今どきの若者は我儘に育っている場合が多く我儘同士ではうまく行くはずもない、恋愛や結婚は妥協や忍耐そして努力だ、数十年の結婚生活で得た教訓が今でも俺を支えている。
愛情や幸せは一握りのスパイスでしかない、俺は幸せだったと思うよ今でもね。
(お 娘が来た)
「パパ久しぶり」
娘と久々に昔の話しをし、これからの事や彼女の仕事の話などを聞きながら、酒を飲み味の濃い料理に文句を言われ。
思い出の写真を見ながら久々に1人じゃない夜を過ごす、娘はここからそれほど離れていないアパートに住んでいる。
夜遅くまで酒を飲んでも近ければ心配をしなくて済む、秘蔵のワインまで開けて久々の贅沢を味わった。

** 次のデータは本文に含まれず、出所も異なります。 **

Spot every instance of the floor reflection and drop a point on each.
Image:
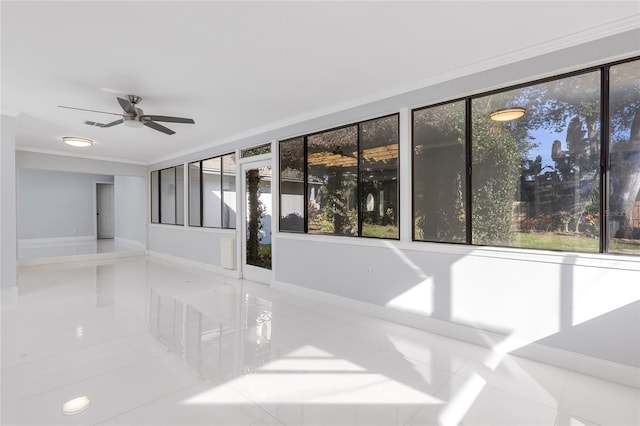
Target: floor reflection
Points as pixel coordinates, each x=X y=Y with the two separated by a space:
x=214 y=345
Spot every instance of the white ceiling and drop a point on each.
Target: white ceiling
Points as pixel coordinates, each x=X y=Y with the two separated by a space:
x=239 y=68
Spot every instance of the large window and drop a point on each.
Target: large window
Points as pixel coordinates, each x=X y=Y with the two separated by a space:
x=527 y=167
x=212 y=192
x=342 y=181
x=167 y=196
x=292 y=178
x=439 y=173
x=624 y=177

そして娘が帰った後、片付けながら残ったワインを飲み干すと、ソファに腰かけ開いてあった昔の写真をモニターに写し酒の肴にする。
妻は約2年戦った、膀胱がんだった最初の手術はうまく行ったが約1年後再発、他の臓器への転移が見つかりその後は急激に体調が悪くなるとあっという間にこの世を去った。
(またよくなったら旅行に行こうね…最後の言葉が幾度となく頭をよぎる)
今日は飲みすぎたか…目をつぶるとそのまま俺はソファで眠りについた。